Monday, October 8, 2012

Castle Doctrine Coming To The Land Of Castles?

It appears that at least a limited form of the castle doctrine may be coming to the United Kingdom according to a story in the Daily Mail Online.

Chris Grayling, the Lord Chancellor and Justice Secretary, announced that he is changing the law that would allow home owners (or householders, in Brit-speak) to use "disproportionate force" when faced with burglars or home invaders. Currently, people in the UK are only allowed to use "reasonable" force and it was only within the last couple of years that the duty to retreat even if within the home was removed.
It will mean someone who is confronted by a burglar and has reason to fear for their safety, or their family’s safety and in the heat of the moment uses force that later seems ‘disproportionate’ will not be guilty of an offence.

This could include the use of lethal force.

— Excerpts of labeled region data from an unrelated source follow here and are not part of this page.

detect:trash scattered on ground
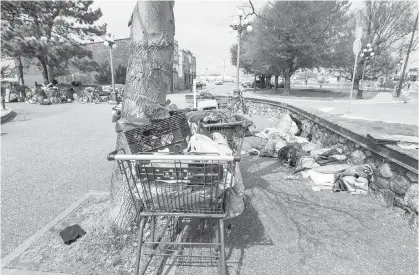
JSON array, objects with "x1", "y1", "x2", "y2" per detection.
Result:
[
  {"x1": 60, "y1": 224, "x2": 86, "y2": 245},
  {"x1": 244, "y1": 115, "x2": 373, "y2": 197}
]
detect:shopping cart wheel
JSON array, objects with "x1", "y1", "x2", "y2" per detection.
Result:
[
  {"x1": 78, "y1": 95, "x2": 89, "y2": 104},
  {"x1": 135, "y1": 218, "x2": 145, "y2": 275},
  {"x1": 218, "y1": 219, "x2": 226, "y2": 275}
]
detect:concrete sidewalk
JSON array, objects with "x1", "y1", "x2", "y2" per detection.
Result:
[
  {"x1": 245, "y1": 91, "x2": 414, "y2": 105},
  {"x1": 175, "y1": 157, "x2": 418, "y2": 275},
  {"x1": 1, "y1": 108, "x2": 13, "y2": 122}
]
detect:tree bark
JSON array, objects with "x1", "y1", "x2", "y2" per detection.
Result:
[
  {"x1": 38, "y1": 57, "x2": 48, "y2": 82},
  {"x1": 48, "y1": 65, "x2": 55, "y2": 83},
  {"x1": 284, "y1": 70, "x2": 291, "y2": 95},
  {"x1": 15, "y1": 55, "x2": 25, "y2": 86},
  {"x1": 109, "y1": 1, "x2": 175, "y2": 232}
]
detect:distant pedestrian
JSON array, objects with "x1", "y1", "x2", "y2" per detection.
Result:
[{"x1": 83, "y1": 87, "x2": 94, "y2": 104}]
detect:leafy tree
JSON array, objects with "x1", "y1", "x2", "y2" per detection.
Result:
[
  {"x1": 2, "y1": 0, "x2": 106, "y2": 81},
  {"x1": 297, "y1": 70, "x2": 317, "y2": 87},
  {"x1": 236, "y1": 1, "x2": 350, "y2": 94},
  {"x1": 109, "y1": 1, "x2": 175, "y2": 232},
  {"x1": 95, "y1": 60, "x2": 127, "y2": 84},
  {"x1": 334, "y1": 0, "x2": 418, "y2": 96},
  {"x1": 115, "y1": 64, "x2": 127, "y2": 84},
  {"x1": 1, "y1": 1, "x2": 29, "y2": 85},
  {"x1": 95, "y1": 60, "x2": 112, "y2": 84}
]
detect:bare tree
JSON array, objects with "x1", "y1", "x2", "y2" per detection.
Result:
[{"x1": 109, "y1": 1, "x2": 175, "y2": 233}]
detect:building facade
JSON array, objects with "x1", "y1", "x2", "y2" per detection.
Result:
[
  {"x1": 178, "y1": 49, "x2": 196, "y2": 90},
  {"x1": 9, "y1": 38, "x2": 196, "y2": 92}
]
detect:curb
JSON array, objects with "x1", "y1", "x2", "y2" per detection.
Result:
[
  {"x1": 1, "y1": 268, "x2": 70, "y2": 275},
  {"x1": 245, "y1": 93, "x2": 413, "y2": 105},
  {"x1": 1, "y1": 191, "x2": 109, "y2": 275},
  {"x1": 1, "y1": 109, "x2": 12, "y2": 122}
]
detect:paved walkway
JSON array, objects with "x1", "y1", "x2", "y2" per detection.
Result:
[
  {"x1": 1, "y1": 98, "x2": 418, "y2": 275},
  {"x1": 175, "y1": 157, "x2": 418, "y2": 275},
  {"x1": 1, "y1": 103, "x2": 116, "y2": 258}
]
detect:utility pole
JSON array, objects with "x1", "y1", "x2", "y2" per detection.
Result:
[
  {"x1": 396, "y1": 13, "x2": 419, "y2": 97},
  {"x1": 223, "y1": 59, "x2": 226, "y2": 83}
]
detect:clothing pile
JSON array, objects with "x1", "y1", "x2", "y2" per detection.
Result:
[
  {"x1": 132, "y1": 133, "x2": 244, "y2": 219},
  {"x1": 199, "y1": 91, "x2": 215, "y2": 99},
  {"x1": 245, "y1": 114, "x2": 373, "y2": 194}
]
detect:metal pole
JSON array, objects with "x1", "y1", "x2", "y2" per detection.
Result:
[
  {"x1": 237, "y1": 15, "x2": 242, "y2": 92},
  {"x1": 109, "y1": 47, "x2": 118, "y2": 104},
  {"x1": 223, "y1": 60, "x2": 226, "y2": 83},
  {"x1": 349, "y1": 55, "x2": 358, "y2": 114},
  {"x1": 1, "y1": 95, "x2": 6, "y2": 110},
  {"x1": 396, "y1": 13, "x2": 419, "y2": 97},
  {"x1": 358, "y1": 57, "x2": 367, "y2": 98}
]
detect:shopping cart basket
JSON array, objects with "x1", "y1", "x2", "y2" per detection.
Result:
[
  {"x1": 198, "y1": 121, "x2": 247, "y2": 155},
  {"x1": 124, "y1": 113, "x2": 191, "y2": 154},
  {"x1": 108, "y1": 151, "x2": 240, "y2": 274}
]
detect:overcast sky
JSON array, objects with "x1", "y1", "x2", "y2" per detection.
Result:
[{"x1": 94, "y1": 0, "x2": 418, "y2": 75}]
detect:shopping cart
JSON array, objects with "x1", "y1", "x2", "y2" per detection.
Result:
[{"x1": 108, "y1": 151, "x2": 240, "y2": 274}]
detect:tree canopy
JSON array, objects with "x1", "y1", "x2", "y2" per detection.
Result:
[
  {"x1": 232, "y1": 1, "x2": 350, "y2": 93},
  {"x1": 1, "y1": 0, "x2": 106, "y2": 81}
]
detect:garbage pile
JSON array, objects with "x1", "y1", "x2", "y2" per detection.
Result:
[
  {"x1": 244, "y1": 114, "x2": 373, "y2": 194},
  {"x1": 114, "y1": 106, "x2": 252, "y2": 219},
  {"x1": 199, "y1": 91, "x2": 215, "y2": 99}
]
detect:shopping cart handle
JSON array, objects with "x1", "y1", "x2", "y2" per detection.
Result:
[{"x1": 108, "y1": 150, "x2": 118, "y2": 161}]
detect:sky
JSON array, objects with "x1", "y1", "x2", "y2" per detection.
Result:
[
  {"x1": 94, "y1": 0, "x2": 418, "y2": 76},
  {"x1": 94, "y1": 0, "x2": 264, "y2": 75}
]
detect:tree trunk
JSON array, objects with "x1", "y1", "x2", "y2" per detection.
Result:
[
  {"x1": 354, "y1": 76, "x2": 362, "y2": 98},
  {"x1": 260, "y1": 75, "x2": 266, "y2": 89},
  {"x1": 48, "y1": 65, "x2": 55, "y2": 83},
  {"x1": 253, "y1": 74, "x2": 256, "y2": 93},
  {"x1": 15, "y1": 55, "x2": 25, "y2": 86},
  {"x1": 38, "y1": 57, "x2": 48, "y2": 82},
  {"x1": 109, "y1": 1, "x2": 175, "y2": 232},
  {"x1": 284, "y1": 70, "x2": 291, "y2": 95}
]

Only force which is ‘grossly’ disproportionate will not be permitted.

Mr Grayling said: ‘Being confronted by an intruder in your home is terrifying, and the public should be in no doubt that the law is on their side. That is why I am strengthening the current law.

‘Householders who act instinctively and honestly in self-defence are crime victims and should be treated that way.

‘We need to dispel doubts in this area once and for all, and I am very pleased to be delivering on the pledge that we made in Opposition.’
It is good to see that the United Kingdom is coming to its senses on this. Many may remember the story of farmer Tony Martin who served more time in prison for killing a burglar in his house than did the burglar's accomplices. Martin was originally convicted of murder and eventually had his conviction reduced to manslaughter on appeal. He still had to serve a five year sentence.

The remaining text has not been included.